Y es que, efectivamente, la segunda conclusión que podemos extraer del hundimiento del Muro de Berlín es el deseo de mejora material que tienen las personas durante su vida. Todo el mundo quiere conseguir una vida mejor que la de sus padres. Es lógico y plausible. Todo el mundo aspira a un buen trabajo y a una buena vivienda; muchos, a formar una familia y a que sus miembros alcancen una vida digna y meritoria. ¿Cómo diablos podía un ciudadano de Berlín oriental llevar a buen puerto estos deseos en una dictadura que no solo negaba las libertades más básicas del individuo, sino que cortaba sus ansias de ascenso social salvo que fueras miembro del partido único?

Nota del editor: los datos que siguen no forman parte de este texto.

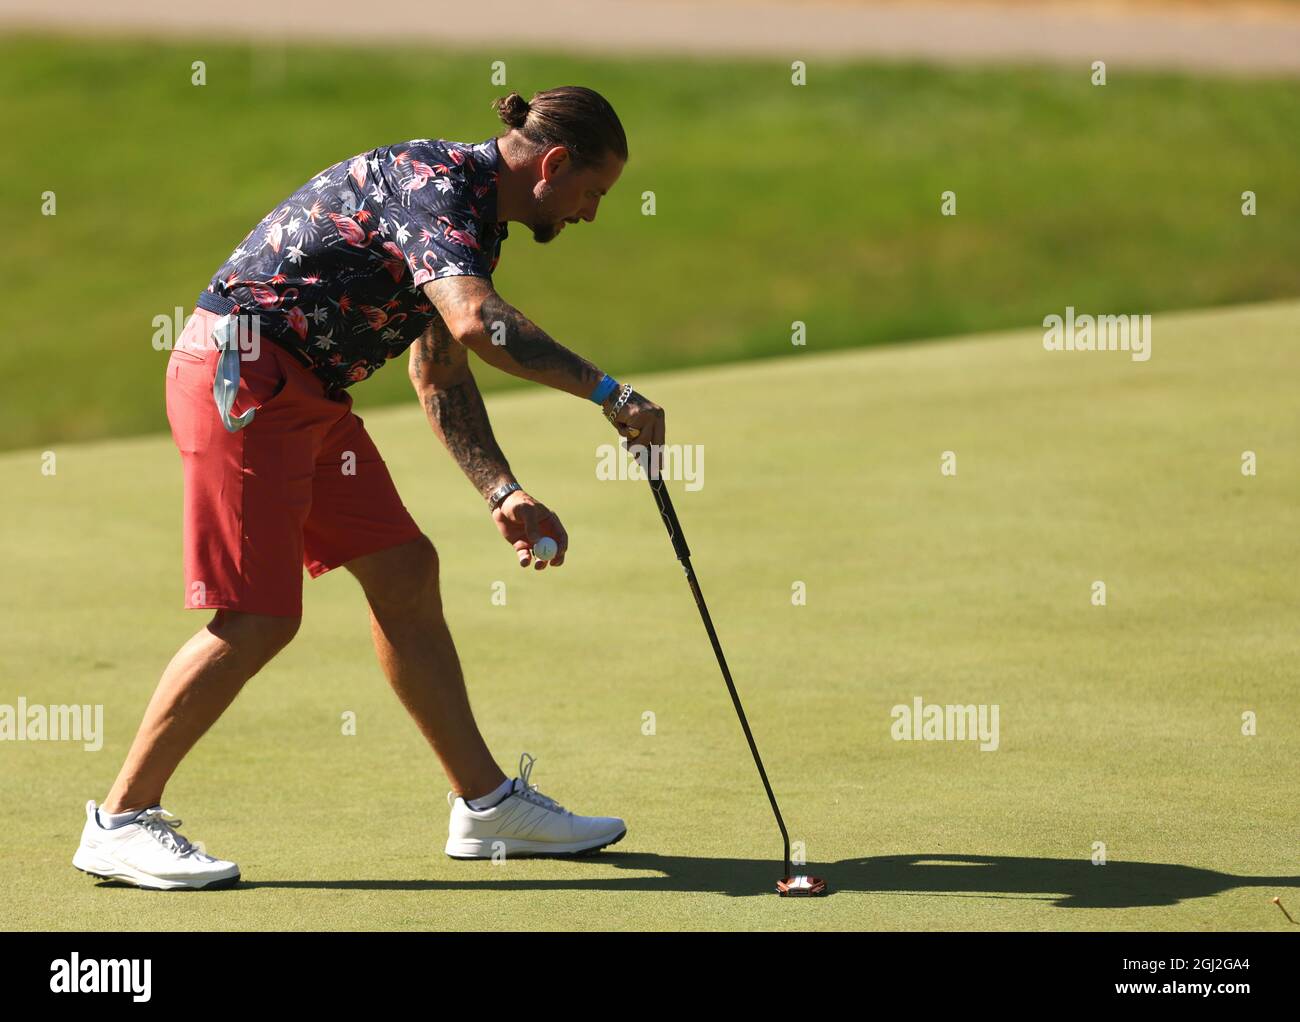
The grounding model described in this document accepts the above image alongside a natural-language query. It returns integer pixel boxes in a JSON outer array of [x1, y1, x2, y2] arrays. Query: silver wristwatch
[[487, 482, 522, 512]]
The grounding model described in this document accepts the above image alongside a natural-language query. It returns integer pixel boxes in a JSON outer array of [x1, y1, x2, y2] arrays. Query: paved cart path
[[2, 0, 1300, 75]]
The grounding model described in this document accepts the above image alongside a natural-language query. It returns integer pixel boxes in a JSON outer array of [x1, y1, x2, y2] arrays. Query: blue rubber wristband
[[589, 374, 619, 404]]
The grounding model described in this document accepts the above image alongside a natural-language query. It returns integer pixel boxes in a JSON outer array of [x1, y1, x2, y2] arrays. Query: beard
[[530, 181, 566, 244], [531, 221, 563, 244]]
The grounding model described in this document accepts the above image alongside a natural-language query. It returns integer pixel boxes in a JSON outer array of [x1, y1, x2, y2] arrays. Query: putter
[[645, 465, 826, 897]]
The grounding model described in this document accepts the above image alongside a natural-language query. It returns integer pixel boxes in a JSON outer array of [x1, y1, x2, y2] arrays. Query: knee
[[209, 610, 301, 659], [369, 535, 441, 610]]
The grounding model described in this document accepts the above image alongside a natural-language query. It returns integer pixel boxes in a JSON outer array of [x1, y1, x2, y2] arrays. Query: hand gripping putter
[[646, 472, 827, 897]]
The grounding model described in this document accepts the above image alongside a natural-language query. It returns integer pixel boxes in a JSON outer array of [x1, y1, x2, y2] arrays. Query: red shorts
[[166, 307, 423, 617]]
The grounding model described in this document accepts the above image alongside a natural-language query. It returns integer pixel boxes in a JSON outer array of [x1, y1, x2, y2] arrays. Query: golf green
[[2, 300, 1296, 930]]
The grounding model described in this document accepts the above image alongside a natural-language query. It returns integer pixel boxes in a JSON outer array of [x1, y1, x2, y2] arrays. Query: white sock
[[97, 805, 156, 830], [466, 778, 515, 811]]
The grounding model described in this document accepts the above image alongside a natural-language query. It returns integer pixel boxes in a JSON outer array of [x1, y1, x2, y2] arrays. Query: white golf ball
[[532, 536, 559, 561]]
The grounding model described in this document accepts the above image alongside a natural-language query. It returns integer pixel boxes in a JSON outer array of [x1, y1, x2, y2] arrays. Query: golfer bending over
[[73, 86, 664, 889]]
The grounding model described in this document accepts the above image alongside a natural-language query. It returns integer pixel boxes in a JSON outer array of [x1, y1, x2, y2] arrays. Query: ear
[[539, 146, 570, 181]]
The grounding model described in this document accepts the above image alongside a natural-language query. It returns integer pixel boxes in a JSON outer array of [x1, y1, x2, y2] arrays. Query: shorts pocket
[[172, 310, 219, 363], [166, 358, 215, 454], [168, 345, 216, 379], [233, 343, 291, 419]]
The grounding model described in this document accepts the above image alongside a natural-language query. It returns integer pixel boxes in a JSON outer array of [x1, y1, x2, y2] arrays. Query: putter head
[[777, 875, 827, 897]]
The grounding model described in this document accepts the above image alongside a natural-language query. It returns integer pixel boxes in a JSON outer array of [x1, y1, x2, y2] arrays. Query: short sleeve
[[382, 142, 495, 286]]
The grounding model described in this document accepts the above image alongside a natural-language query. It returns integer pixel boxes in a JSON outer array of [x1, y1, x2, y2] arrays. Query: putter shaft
[[647, 474, 794, 879]]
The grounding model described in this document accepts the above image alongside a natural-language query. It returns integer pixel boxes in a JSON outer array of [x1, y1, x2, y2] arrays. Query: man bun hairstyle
[[492, 86, 628, 169], [494, 91, 531, 130]]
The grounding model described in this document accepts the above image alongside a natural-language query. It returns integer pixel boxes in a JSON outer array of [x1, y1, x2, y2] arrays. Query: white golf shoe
[[445, 753, 626, 859], [73, 800, 241, 890]]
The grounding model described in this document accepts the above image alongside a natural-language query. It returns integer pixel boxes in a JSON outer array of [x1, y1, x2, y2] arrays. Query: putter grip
[[648, 475, 691, 562]]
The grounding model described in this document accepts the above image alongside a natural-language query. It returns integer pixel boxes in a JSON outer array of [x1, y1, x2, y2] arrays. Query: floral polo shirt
[[198, 136, 508, 394]]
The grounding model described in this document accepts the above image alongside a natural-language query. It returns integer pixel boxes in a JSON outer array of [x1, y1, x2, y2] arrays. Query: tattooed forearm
[[409, 319, 457, 384], [422, 277, 605, 400], [422, 374, 513, 497], [423, 323, 456, 366], [478, 292, 603, 393]]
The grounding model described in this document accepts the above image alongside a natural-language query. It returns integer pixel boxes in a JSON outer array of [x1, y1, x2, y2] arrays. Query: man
[[73, 86, 665, 890]]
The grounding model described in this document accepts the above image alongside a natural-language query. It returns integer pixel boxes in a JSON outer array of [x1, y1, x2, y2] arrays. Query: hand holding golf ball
[[490, 487, 567, 569]]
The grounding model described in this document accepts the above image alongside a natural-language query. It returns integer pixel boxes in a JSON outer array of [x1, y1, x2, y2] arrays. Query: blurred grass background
[[2, 33, 1298, 449]]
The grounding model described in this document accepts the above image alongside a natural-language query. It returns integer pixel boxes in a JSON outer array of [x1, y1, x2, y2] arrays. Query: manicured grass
[[1, 34, 1298, 450], [2, 300, 1297, 930]]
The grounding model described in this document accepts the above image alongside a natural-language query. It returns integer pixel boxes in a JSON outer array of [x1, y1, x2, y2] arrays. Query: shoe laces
[[134, 807, 196, 856], [514, 752, 570, 816]]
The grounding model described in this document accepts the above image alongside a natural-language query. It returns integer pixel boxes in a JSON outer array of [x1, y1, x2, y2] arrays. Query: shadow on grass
[[219, 853, 1300, 908]]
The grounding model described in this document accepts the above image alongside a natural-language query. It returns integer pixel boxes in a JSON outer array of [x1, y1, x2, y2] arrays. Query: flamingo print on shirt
[[202, 136, 508, 396]]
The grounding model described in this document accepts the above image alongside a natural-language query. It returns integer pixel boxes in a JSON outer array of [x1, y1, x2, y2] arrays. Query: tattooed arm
[[408, 317, 515, 499], [422, 276, 603, 398], [422, 275, 666, 448], [409, 317, 570, 568]]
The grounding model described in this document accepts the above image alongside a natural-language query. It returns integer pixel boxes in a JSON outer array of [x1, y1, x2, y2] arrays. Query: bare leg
[[345, 535, 507, 801], [103, 610, 300, 814]]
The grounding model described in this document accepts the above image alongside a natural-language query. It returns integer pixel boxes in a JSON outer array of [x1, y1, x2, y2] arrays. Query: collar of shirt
[[479, 135, 505, 227]]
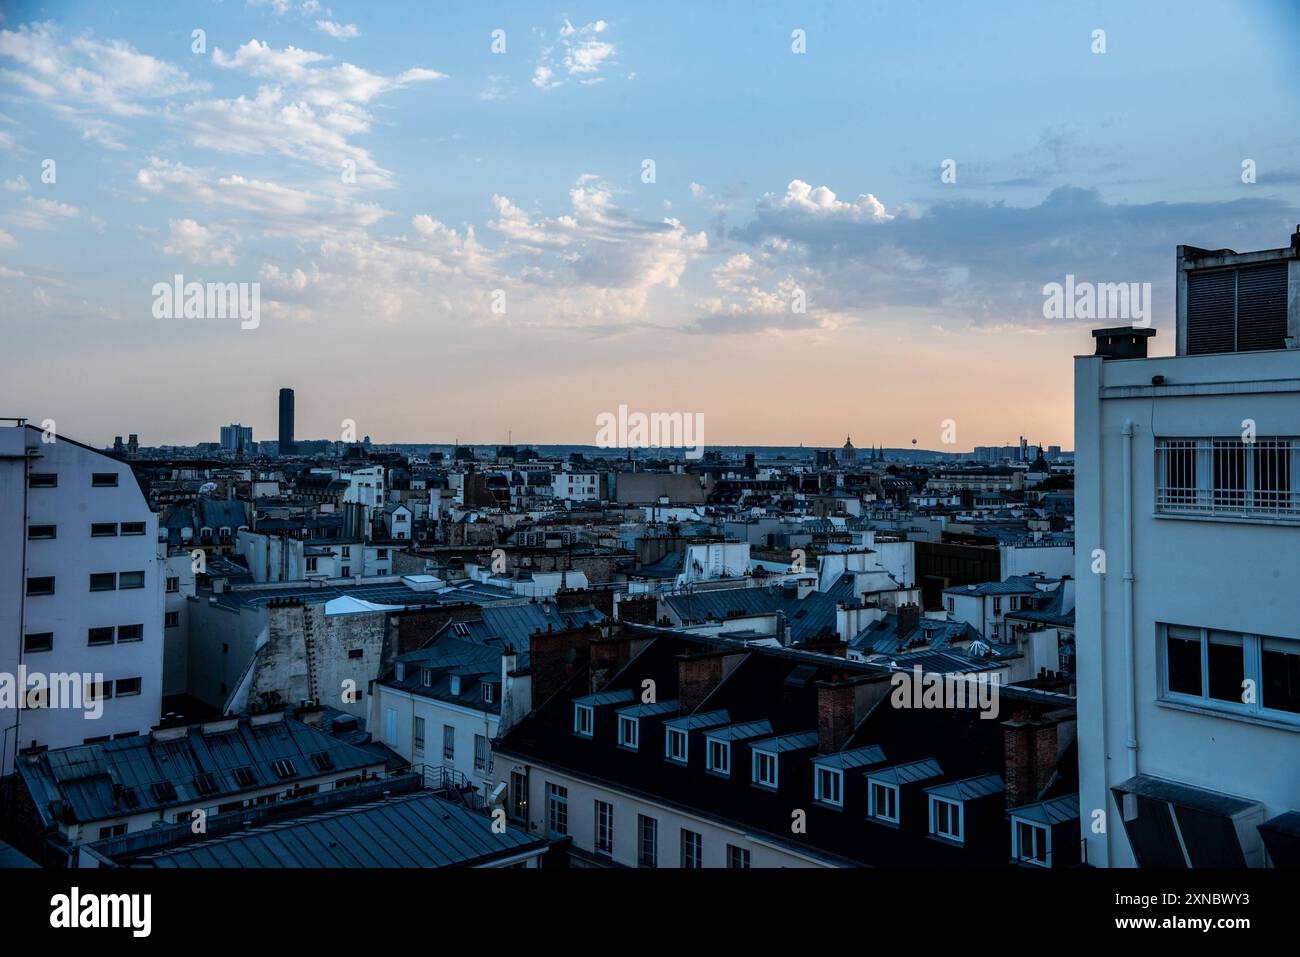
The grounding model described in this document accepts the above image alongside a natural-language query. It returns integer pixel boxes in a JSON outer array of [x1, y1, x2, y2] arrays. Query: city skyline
[[2, 1, 1299, 448]]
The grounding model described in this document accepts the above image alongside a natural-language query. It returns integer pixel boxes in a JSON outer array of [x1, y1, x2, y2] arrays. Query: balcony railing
[[1155, 438, 1299, 521]]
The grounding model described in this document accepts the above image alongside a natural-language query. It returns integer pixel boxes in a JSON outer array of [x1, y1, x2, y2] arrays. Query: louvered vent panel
[[1186, 269, 1236, 354]]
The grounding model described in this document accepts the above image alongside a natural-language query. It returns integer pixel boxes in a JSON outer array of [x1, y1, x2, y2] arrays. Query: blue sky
[[1, 0, 1297, 448]]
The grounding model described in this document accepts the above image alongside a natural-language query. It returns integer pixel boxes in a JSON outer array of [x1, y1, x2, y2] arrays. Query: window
[[306, 557, 318, 573], [98, 823, 127, 839], [194, 772, 218, 796], [727, 844, 751, 868], [26, 576, 55, 596], [931, 797, 963, 842], [706, 739, 730, 776], [637, 815, 657, 867], [815, 766, 843, 806], [341, 546, 351, 558], [91, 523, 118, 537], [232, 766, 257, 787], [347, 648, 363, 659], [1014, 820, 1050, 866], [547, 783, 568, 837], [118, 570, 145, 590], [1155, 437, 1299, 520], [309, 751, 335, 772], [510, 770, 528, 821], [680, 828, 702, 869], [92, 473, 119, 487], [443, 725, 455, 761], [946, 597, 955, 614], [340, 566, 350, 577], [1162, 623, 1300, 720], [869, 781, 899, 823], [117, 624, 144, 642], [474, 734, 488, 772], [752, 750, 778, 789], [29, 473, 57, 488], [27, 524, 56, 540], [595, 800, 614, 854], [452, 623, 470, 637], [271, 758, 297, 779], [665, 727, 688, 764], [573, 703, 594, 738], [88, 626, 115, 646], [24, 632, 53, 653], [617, 715, 639, 750], [166, 576, 180, 593], [89, 573, 116, 592], [413, 716, 425, 753], [120, 522, 145, 536], [992, 597, 1002, 615], [115, 677, 141, 697], [482, 682, 494, 704]]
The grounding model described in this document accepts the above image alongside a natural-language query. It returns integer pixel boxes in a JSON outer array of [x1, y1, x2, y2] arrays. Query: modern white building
[[0, 423, 164, 774], [552, 471, 605, 503], [1075, 232, 1300, 868]]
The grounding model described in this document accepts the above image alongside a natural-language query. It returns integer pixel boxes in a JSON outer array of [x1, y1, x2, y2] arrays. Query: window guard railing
[[1155, 437, 1298, 520]]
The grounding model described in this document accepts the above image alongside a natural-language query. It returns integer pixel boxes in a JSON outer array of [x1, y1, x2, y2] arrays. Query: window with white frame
[[752, 749, 778, 789], [638, 814, 657, 867], [815, 766, 843, 807], [706, 739, 730, 776], [680, 828, 702, 869], [665, 727, 688, 764], [727, 844, 751, 868], [1013, 819, 1050, 866], [474, 734, 488, 772], [1162, 623, 1300, 720], [617, 715, 639, 750], [930, 797, 963, 842], [1156, 437, 1298, 520], [509, 769, 528, 822], [869, 781, 899, 823], [573, 703, 594, 738], [546, 783, 568, 837], [412, 716, 425, 754], [595, 800, 614, 854]]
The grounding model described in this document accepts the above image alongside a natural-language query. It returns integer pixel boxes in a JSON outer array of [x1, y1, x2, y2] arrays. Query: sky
[[1, 0, 1298, 451]]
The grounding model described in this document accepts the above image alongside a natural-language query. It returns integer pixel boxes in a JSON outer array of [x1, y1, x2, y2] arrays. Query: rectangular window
[[727, 844, 751, 869], [412, 716, 425, 753], [27, 524, 56, 540], [665, 727, 688, 764], [510, 770, 528, 822], [1262, 637, 1300, 714], [118, 570, 145, 589], [92, 473, 119, 487], [870, 782, 899, 823], [116, 678, 141, 697], [89, 573, 116, 592], [270, 758, 296, 779], [595, 800, 614, 854], [706, 739, 730, 776], [164, 611, 179, 628], [120, 522, 146, 536], [88, 626, 115, 646], [547, 783, 568, 837], [91, 523, 118, 537], [753, 750, 777, 788], [1156, 437, 1299, 520], [26, 576, 55, 596], [474, 734, 488, 772], [931, 797, 963, 841], [617, 715, 639, 750], [1162, 623, 1300, 722], [1014, 820, 1049, 866], [29, 473, 57, 488], [443, 725, 455, 761], [166, 576, 180, 593], [117, 623, 144, 642], [815, 767, 843, 806], [23, 632, 54, 653], [637, 814, 657, 867], [680, 828, 702, 869], [573, 703, 594, 738]]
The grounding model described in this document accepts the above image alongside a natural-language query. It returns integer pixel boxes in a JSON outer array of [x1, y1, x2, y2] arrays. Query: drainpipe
[[1121, 419, 1138, 778]]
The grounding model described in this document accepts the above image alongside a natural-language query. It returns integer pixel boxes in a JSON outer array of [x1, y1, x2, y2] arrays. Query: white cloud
[[162, 218, 238, 265], [0, 227, 16, 248], [8, 196, 79, 230], [2, 174, 29, 191], [532, 19, 617, 90], [315, 20, 360, 40], [759, 179, 894, 223]]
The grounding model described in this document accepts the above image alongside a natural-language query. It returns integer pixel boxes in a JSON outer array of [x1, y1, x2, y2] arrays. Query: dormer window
[[706, 739, 730, 776], [482, 682, 494, 704], [929, 796, 963, 843], [449, 675, 461, 695], [752, 750, 778, 789], [815, 767, 843, 807], [869, 782, 899, 823], [618, 715, 639, 751], [420, 668, 433, 687], [1013, 820, 1050, 867], [665, 728, 688, 764], [394, 662, 406, 681], [574, 703, 594, 738]]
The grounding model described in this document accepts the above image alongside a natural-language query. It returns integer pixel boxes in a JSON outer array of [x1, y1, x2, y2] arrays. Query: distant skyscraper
[[220, 424, 253, 453], [278, 388, 295, 455]]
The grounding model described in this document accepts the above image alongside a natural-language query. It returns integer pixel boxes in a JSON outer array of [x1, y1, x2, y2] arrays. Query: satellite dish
[[911, 438, 917, 446]]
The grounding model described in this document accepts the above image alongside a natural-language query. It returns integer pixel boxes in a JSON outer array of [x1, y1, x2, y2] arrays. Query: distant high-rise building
[[278, 388, 295, 455], [220, 423, 253, 453]]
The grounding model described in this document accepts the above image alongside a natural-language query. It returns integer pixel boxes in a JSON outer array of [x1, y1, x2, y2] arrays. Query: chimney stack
[[896, 603, 921, 640], [1092, 326, 1156, 360], [814, 675, 876, 754], [676, 652, 725, 714], [1002, 714, 1061, 808]]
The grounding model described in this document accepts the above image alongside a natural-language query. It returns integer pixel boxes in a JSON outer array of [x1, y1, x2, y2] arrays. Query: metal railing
[[1155, 438, 1299, 521]]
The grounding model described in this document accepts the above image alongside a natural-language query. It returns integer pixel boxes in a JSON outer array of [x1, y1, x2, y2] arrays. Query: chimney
[[1091, 326, 1156, 360], [677, 652, 725, 714], [896, 603, 921, 639], [589, 633, 633, 693], [814, 674, 886, 754], [528, 625, 597, 710], [1002, 714, 1061, 808]]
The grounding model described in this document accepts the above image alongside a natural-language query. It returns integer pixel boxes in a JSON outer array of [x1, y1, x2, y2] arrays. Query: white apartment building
[[553, 471, 605, 503], [0, 424, 163, 774], [1075, 233, 1300, 868], [342, 466, 386, 520]]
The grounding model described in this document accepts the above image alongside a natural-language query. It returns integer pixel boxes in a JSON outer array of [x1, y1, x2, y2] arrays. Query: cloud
[[8, 196, 79, 230], [162, 218, 238, 265], [2, 174, 28, 191], [532, 19, 617, 90], [315, 20, 360, 40], [0, 228, 16, 248]]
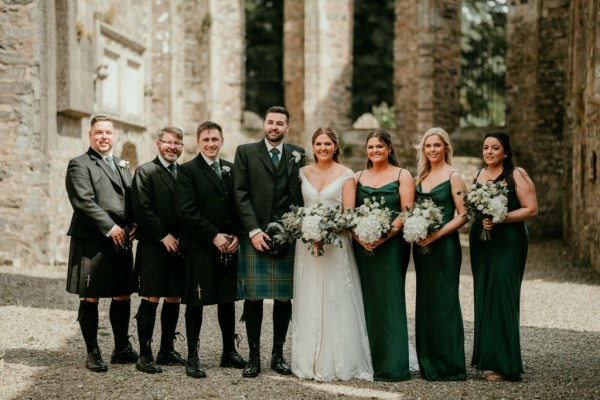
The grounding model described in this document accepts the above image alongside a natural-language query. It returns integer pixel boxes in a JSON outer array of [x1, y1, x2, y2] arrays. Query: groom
[[233, 106, 304, 378]]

Sin embargo, todos estos sueños de libertad y prosperidad jamás se hubiesen logrado sin la acción política de dirigentes con talla mundial. Y esta es la otra moraleja de la caída del Muro y del bloque comunista en su conjunto. "La política es el arte de lo posible". Esta frase, atribuida al sabio Gottfried W. Leibniz (1646-1716) quiere decir que los dirigentes políticos de un país deben buscar siempre lo mejor para sus ciudadanos, pero con una visión posibilista, realista, "sanchopancesca" si se me permite la expresión. Más allá de utopías, mundos felices o paraísos en la Tierra ideados por diversas ideologías, y que a lo largo de la historia solo han provocado ruina, destrucción y muerte, la senda del verdadero progreso siempre se ha hallado en las reformas. Y así, frente a la Revolución rusa, que instauró un régimen de terror durante setenta y cuatro años, Mijaíl Gorbachov entendió que la única manera de sacar del colapso y del ostracismo a los habitantes de su país (y, por ende, a todos los del bloque del este) era la puesta en práctica de una serie de reformas que suponían la apertura política y económica. Sin lugar a dudas, de los cuatro dirigentes antes comentados, "el hombre de la mancha de chocolate en la frente", como le llamaba un antiguo compañero mío de universidad, fue el más importante. Sin su participación clave, Dios o el demonio saben cuándo podía haber caído el Muro de Berlín.
Rememorando al gran Carlos Gardel, podríamos concluir "Que es un soplo la vida / que veinte años no es nada". Y sin embargo, treinta y cinco parece una eternidad. Pienso en los acontecimientos que sucedieron en mi existencia a comienzos de noviembre de 1989, y no es que me trasladen a una época antigua, es que se me asemejan a un sueño. Pero ocurrieron. Y creo, honestamente, que, al margen de los vericuetos, meandros y volteretas que sucedieron en el mundo después de aquella noche liberadora, las personas de bien deberíamos acoger este aniversario con regocijo y alegría, porque la caída de un muro no solo comenzó a liberar a millones de personas de un Leviatán oscuro y cruel, sino que les abrió las puertas a sus sueños más personales y auténticos.